I tell her that, in preparation for our interview, I’d reread a 2014 Metro profile of her predecessor, Duncan Garner, the man who’d made her want to get into political journalism, who she’d seen crash into the newsroom, back from some covert mission to catch out some misbehaving politician. Garner is brash and blustery, the epitome of a hyper-masculine journalist that, just seven years later, doesn’t feel at home in the world anymore. He’s all about scalps and scorekeeping; political journalism as bloodsport. O’Brien is the latest in the lineage that began when Garner moved from TVNZ to TV3 in 2003 and was passed on to Paddy Gower when he became 3 News’ political editor in 2012.
I read her one of Garner’s quotes that I couldn’t get out of my head when watching O’Brien at work:
Linda [Clark] used to teach me you’ve got to own the stand up. You’ve got to own your space. Cos if they sense a weakness in you, they’ll crucify you. They’ll crush you. Linda said that Parliament turns you feral. She’s absolutely right. It does. It turns you into winning and losing. There’s no draws in Parliament.
“I don’t see [journalism] as a game of winning and losing,” she tells me in response. “I really do see it as a conduit between the powerful decision makers and the rest of the country. It’s a two-way street. It’s giving all of those people a voice in [Parliament], and that was particularly pertinent during Covid … and also translating what’s happening in that place and making it relevant and interesting to all of those people and why those policies matter to them, why a coup matters to them, and what it means for that party, and what it means for their political choices. That’s how I see things. And that’s not to say that we aren’t sometimes aggressive and not to say that we aren’t going to stand up for ourselves and our stories, but I see it as more of a two-way process between voters and MPs. Yeah, maybe with the accountability comes a level of toughness where you do have to assert yourself and you do have to be strong and you can’t show weakness because you have to have the courage of your convictions. If you are going to go out there and call for the health minister’s resignation you need to believe that and own it because that is someone’s job.”
None of which is to say that O’Brien and the press gallery couldn’t do better. They could. During lockdown, the press gallery asked more questions about the sustainability of the media industry than the populations most at risk to Covid-19 — Māori and Pasifika, the elderly, the homeless. But those failings don’t mean that some of their reporting — including Tova O’Brien’s — didn’t make a contribution to our country’s relatively successful approach to containing the pandemic and getting life back to as close to normal as anywhere in the world.
“If the Prime Minister went up there every day and said what she wanted to say, we’d have problems,” she says. “We’d think that everything was hunky-dory during Covid-19. It. Was. Not. There were so many things that got fixed iteratively along the way because of journalism and because of the courage of New Zealanders who were coming to us and the stories that we were telling. That was fixing the system. No one had done this before — everyone was panel-beating it into shape. And we played a role in that as well.”

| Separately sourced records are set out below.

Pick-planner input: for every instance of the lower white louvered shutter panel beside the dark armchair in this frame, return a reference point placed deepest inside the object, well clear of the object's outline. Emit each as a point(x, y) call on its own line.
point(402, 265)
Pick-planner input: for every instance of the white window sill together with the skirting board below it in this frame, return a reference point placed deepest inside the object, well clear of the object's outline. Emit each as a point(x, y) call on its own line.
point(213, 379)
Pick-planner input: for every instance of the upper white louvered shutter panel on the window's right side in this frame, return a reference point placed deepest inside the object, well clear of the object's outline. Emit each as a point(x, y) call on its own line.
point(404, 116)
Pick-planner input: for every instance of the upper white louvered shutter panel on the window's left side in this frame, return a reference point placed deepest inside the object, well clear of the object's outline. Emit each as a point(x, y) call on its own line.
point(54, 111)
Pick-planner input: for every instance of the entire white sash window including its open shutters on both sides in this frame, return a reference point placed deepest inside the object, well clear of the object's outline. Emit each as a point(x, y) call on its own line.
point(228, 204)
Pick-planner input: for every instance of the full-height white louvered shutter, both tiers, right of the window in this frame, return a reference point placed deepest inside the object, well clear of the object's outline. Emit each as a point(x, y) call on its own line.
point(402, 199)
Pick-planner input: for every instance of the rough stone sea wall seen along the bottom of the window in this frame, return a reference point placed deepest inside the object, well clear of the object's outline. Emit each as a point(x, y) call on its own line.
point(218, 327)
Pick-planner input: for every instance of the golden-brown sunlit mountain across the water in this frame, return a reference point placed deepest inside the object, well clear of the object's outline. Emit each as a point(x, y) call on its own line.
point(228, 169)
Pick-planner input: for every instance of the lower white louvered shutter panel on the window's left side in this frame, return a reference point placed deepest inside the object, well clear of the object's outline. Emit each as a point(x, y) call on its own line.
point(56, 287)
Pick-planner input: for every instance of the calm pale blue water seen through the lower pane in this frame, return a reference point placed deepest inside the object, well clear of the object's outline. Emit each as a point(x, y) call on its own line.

It’s a role she’ll continue to play — at least for another three years. The political editor position has a lifecycle. It’s all-consuming and high stress. “It’s important to refresh,” O’Brien says. “I always set out to do two elections if I could — hopefully the bosses are backing me — so I’d like to stay until 2023 and then work things out from there.”
She’ll have no shortage of options. Her interview with Jami-Lee Ross will linger in the back of the minds of television executives, here and around the world. In a live cross with UK’s Good Morning Britain, Piers Morgan (who ‘slipped into [her] DMs’ as the Ross interview went viral) says as he breaks for commercials: “If your mum’s in London, why don’t you come in here and work for us?”
“I’ll pass that on to my bosses, Piers,” she says, smiling uncontrollably. Tova O’Brien is ready for anything.